Ecole des devoirs: un coup de pouce à la création

L'Ecole des devoirs de Plomcot Namur
L'Ecole des devoirs de Plomcot Namur - © Tvn

L’Ecole de devoirs, c’est un lieu où les enfants peuvent se faire aider quand ils ne comprennent pas ce qu'on leur apprend à l'école. Mais c’est aussi un lieu de rencontre où ils peuvent vivre des choses différentes de ce que leur offre leur environnement familial. Elles commencent généralement leurs activités vers 15h30 par un goûter. Un moment de décompression après une journée de cours. Ensuite, c’est la partie devoirs scolaires. Un accompagnement léger. Pas question de faire les devoirs à leur place, et adapté au niveau de chacun. Pas plus d’une demi-heure, en théorie du moins, car en réalité, les élèves en ont souvent pour près de deux heures de travail. Mais insistent les animateurs, on en vient pas ici uniquement pour ça.
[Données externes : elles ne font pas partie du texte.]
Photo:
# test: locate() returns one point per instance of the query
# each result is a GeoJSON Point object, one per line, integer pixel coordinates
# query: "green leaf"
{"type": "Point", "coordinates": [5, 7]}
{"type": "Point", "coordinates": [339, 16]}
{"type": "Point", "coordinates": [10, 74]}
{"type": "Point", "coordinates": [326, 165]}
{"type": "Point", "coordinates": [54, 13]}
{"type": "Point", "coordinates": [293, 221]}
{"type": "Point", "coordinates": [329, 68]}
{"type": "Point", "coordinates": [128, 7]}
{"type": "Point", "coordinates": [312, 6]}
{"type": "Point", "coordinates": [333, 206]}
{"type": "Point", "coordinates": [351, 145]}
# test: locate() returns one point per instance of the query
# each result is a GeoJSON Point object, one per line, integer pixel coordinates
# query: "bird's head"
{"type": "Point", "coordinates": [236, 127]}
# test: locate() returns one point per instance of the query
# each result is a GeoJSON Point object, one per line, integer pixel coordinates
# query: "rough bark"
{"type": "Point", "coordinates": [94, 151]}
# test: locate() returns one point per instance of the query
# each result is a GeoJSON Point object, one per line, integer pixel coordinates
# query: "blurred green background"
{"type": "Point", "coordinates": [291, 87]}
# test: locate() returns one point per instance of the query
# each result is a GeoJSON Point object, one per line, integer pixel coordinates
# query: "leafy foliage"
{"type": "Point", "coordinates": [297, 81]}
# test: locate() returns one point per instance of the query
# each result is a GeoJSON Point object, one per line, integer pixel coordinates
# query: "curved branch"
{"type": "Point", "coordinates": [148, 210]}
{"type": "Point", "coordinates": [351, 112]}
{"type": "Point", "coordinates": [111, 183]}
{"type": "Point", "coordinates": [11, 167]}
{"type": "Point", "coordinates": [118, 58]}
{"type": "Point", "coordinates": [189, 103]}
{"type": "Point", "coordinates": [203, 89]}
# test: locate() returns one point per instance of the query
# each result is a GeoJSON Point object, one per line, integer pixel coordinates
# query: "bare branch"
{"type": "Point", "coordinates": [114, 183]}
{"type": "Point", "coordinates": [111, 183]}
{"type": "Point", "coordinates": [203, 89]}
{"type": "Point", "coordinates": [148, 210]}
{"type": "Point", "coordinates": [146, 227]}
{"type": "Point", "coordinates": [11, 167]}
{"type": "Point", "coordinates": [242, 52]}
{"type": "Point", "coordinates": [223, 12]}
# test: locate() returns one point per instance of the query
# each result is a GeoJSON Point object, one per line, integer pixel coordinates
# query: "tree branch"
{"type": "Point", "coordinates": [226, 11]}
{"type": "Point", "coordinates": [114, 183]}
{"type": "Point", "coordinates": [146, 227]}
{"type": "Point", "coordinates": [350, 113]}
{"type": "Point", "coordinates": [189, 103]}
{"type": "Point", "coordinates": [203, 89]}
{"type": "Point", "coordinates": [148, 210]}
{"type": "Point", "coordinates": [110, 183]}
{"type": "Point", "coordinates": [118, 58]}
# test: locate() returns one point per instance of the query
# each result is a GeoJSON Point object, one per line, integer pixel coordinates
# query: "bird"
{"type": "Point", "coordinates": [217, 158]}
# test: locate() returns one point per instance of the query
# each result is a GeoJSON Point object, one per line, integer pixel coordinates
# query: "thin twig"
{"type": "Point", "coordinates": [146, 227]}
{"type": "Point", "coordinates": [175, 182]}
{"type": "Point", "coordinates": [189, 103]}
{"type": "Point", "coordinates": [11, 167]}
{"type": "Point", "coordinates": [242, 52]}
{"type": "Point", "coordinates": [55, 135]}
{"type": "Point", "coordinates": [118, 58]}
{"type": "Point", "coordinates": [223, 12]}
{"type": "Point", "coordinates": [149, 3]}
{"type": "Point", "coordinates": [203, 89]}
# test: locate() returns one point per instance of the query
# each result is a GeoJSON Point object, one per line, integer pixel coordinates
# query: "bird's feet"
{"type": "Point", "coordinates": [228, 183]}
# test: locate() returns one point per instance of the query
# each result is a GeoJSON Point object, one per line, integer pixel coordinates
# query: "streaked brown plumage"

On y fait de la musique, des bricolages, des excursions et même du théâtre.

Bien plus que les devoirs

C’est un lieu d’écoute et de partage. Les animateurs sont aussi des confidents et jouent le rôle de grands frères ou grandes sœurs. Les enfants trouvent à l’école des devoirs un autre lieu de socialisation. Souvent, elle joue un rôle crucial dans les quartiers dits défavorisés des grandes villes ou même dans des villages plus isolés, en mettant en contact des enfants qui sans cela ne se rencontreraient peut-être pas.

Elles existent depuis 40 ans et leur rôle est plus important que jamais. Ce sont les Ecoles devoirs qui accueillent des enfants en difficulté scolaire après les heures de cours classiques. On en recense 375 en Fédération Wallonie Bruxelles qui ont obtenu la reconnaissance officielle mais il en existe en réalité près de 450, qui accueillent près de 17 000 enfants.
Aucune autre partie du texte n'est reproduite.